Ich habe u.A. eine Seite (mit Wordpress als CMS) mit mehreren GB Bildern. Pingdom meint: Tested from on April 27 at 20:31:14 
Perf. grade 88/100
Your website is faster than 92% of all tested websites

und gtmetrix sagt: Page Speed Grade: (95%) A  YSlow Grade: (83%) B

weiter unten sieht man dann was man selbst tun kann um die performance weiter zu verbessern, also image größen, js in den footer verschieben, css kombinieren, gzip aktivieren etc. 

Vielleicht arbeitest du dich dort mal durch. Vergleichswerte hast du ja nun ;-)


----------



## shadowcast (28. Apr. 2015)

Danke für die Info. Nginx hatte ich auch schon angedacht. Da käme es einfach mal auf einen Versuch an.
Memcache und XCache laufen bereits, wobei Memcache aber aus Vergleichs- sowie Funktionsgründen nicht auf der Testseite läuft.

Ja Pagespeed ist sicher nicht optimal, sie wollen ja auch selbst Hosting verkaufen. Aber rein aus Vergleichsansicht hatte ich es vor GTMetrix und Pingdom bevorzugt.
Auf der Testseite lade ich immer noch 18 JS-Dateien und knapp 20 CSS Dateien. Sie alle habe ich sogar händisch minimiert und combined. Alles was ich noch habe, wird in irgendeiner Form irgendwo gebraucht.
Der Aufwand von 1000 Zeilen langen JS und CSS Dateien von manchen Kauf-Joomla-Templates herauszufiltern was nun auch benötigt wird ist denkbar hoch. Ich werde dennoch den Schritt gehen, und das Template von 0 an neu anpacken.

Dennoch ist mir auch klar, dass aus Serversicht auch noch einiges an Potential da ist. Ich wollte nun erstmal hier anpacken und vergleichbare Messergebnisse erhalten. Aus einem 75PS Golf wird trotz besten Tunings (Template) halt nunmal keine Rennmaschine.

Enttäuschend war einfach das reine Serverergebnis mit vergleichbar identischer Seite. Aus Hardwaresicht hätte ich schon in Richtung des 1und1 Hostings gehofft, aber bestimmt nicht dass ich mit dem Dedizierten Server und SSDs sogar noch langsamer bin.

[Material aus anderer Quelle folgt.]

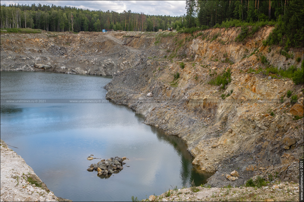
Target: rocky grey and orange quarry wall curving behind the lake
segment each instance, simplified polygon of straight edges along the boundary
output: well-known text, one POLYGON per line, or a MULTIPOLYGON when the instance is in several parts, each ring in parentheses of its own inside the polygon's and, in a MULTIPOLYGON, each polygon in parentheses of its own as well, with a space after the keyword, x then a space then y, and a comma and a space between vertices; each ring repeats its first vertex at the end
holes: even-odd
POLYGON ((303 48, 290 51, 294 57, 286 60, 280 47, 262 46, 271 30, 261 28, 244 42, 235 41, 238 28, 193 35, 5 35, 1 70, 115 75, 105 86, 107 98, 145 115, 146 124, 182 138, 195 157, 193 164, 218 171, 209 180, 212 186, 244 184, 257 174, 298 181, 304 131, 303 118, 294 119, 303 116, 303 85, 253 70, 264 68, 262 55, 278 67, 299 67, 295 58, 303 60, 303 48), (228 68, 231 81, 225 88, 209 84, 228 68), (295 104, 288 90, 299 98, 295 104), (240 179, 225 181, 224 174, 233 170, 240 179))

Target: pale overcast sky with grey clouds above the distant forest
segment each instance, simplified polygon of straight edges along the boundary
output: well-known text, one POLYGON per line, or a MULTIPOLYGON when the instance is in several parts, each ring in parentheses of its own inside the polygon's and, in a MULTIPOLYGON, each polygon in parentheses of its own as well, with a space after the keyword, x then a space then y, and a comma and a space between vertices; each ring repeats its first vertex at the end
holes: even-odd
POLYGON ((60 5, 60 6, 75 6, 77 8, 84 8, 90 10, 102 11, 116 11, 123 12, 123 10, 140 13, 143 12, 149 15, 171 15, 179 16, 186 13, 186 1, 0 1, 1 4, 46 4, 46 5, 60 5))

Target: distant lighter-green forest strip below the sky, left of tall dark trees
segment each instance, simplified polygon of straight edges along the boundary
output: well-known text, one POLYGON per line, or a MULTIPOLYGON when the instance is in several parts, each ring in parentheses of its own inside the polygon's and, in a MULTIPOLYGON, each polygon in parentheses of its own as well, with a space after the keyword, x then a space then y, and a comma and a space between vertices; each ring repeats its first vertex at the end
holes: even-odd
MULTIPOLYGON (((91 11, 56 5, 0 5, 1 28, 33 28, 46 31, 158 31, 167 29, 180 17, 146 15, 131 10, 91 11)), ((182 25, 181 25, 182 26, 182 25)))

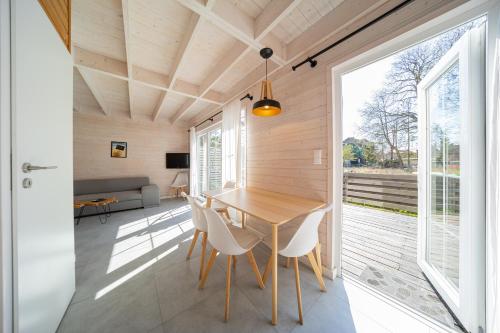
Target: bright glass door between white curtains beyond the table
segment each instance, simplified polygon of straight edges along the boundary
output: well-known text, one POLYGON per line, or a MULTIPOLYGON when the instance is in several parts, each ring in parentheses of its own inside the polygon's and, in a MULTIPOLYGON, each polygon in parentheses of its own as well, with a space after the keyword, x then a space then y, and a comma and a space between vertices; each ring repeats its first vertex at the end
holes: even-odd
POLYGON ((222 130, 212 127, 198 135, 198 189, 200 193, 222 187, 222 130))

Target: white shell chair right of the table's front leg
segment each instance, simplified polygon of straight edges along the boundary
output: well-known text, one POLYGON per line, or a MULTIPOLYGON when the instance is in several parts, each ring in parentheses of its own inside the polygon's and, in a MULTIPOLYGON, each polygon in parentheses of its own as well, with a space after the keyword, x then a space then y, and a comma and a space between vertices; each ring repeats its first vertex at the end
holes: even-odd
MULTIPOLYGON (((311 263, 316 279, 319 282, 321 291, 326 291, 325 282, 323 281, 321 271, 321 251, 318 227, 325 214, 332 209, 333 205, 326 208, 315 210, 304 217, 300 226, 288 227, 279 230, 278 232, 278 254, 286 258, 294 258, 295 268, 295 287, 297 289, 297 305, 299 310, 299 322, 303 324, 302 318, 302 293, 300 290, 299 276, 299 257, 307 255, 311 263), (314 258, 313 250, 316 249, 316 259, 314 258)), ((272 239, 270 236, 264 238, 264 243, 270 247, 272 239)), ((272 257, 269 258, 266 269, 264 271, 263 282, 266 283, 267 277, 271 271, 272 257)))

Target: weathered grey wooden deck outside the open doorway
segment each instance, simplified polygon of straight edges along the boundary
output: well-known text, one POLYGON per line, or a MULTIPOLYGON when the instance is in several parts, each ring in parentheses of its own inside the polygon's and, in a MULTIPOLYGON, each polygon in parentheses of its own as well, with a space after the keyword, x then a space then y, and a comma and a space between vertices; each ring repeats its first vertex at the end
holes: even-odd
POLYGON ((453 327, 417 265, 417 218, 344 203, 342 274, 453 327))

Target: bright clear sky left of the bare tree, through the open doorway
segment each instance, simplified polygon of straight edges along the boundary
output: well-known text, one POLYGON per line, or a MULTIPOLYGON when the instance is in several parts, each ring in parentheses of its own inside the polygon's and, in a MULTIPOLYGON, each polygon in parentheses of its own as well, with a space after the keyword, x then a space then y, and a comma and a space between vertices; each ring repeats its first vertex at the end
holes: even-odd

Naja die Forschung geht in jeden Fall weiter.
Joomla, Cachings und vor allem das Template pack ich erst an, wenn der Server die Seite vergleichbar mit dem 1und1 Hosting in 3-5s ausspuckt. Denn hier erwarte ich mind. einen Zeitaufwand von 40h, bis das neue Template, was ich von 0 an selbst erstellen werde wieder so läuft wie jetzt.

LG


----------



## nowayback (28. Apr. 2015)

hi,
ich habe von memcache*d* geredet und nicht von memcache. das sind riesige performanceunterschiede. 
bei deinem hetzner server sind ja 2 ssd's im softraid 1. wenn es dir nur auf performance ankommt, dann umstellen auf raid 0. ich selbst nutze, weil mir sicherheit und performance wichtig ist ein raid 5 mit 3 ssds, aber ssds sind halt nicht alleine für die performance verantwortlich, sie geben nur einen guten schub. du kannst auch mal gucken ob du unnütze apache2 plugins laufen hast, oder ob ein wechsel zu php-fpm bei dir was bringt. ich hatte mit php-fpm und apache in einem testsystem eine steigerung von rund 5% verbuchen können im vergleich zu fastcgi, aber das hängt immer vom anwendungsfall ab. 
vielleicht liegt dein flaschenhals aber auch nicht am webserver sondern am nicht/falsch konfigurierten mysql server oder zumindest nicht optimierten mysql server. hier hilft vielleicht noch mysqltuner.pl (einfach ma googlen nach nem link). 
Generell ist typo3 aber schon von haus aus relativ langsam und caching eigentlich pflicht. dazu nutzt du ja xcache, aber evtl. bringt hier apcu mehr. auch das wäre noch ein möglicher test. 

viel mehr fällt mir spontan gerade nicht ein.


----------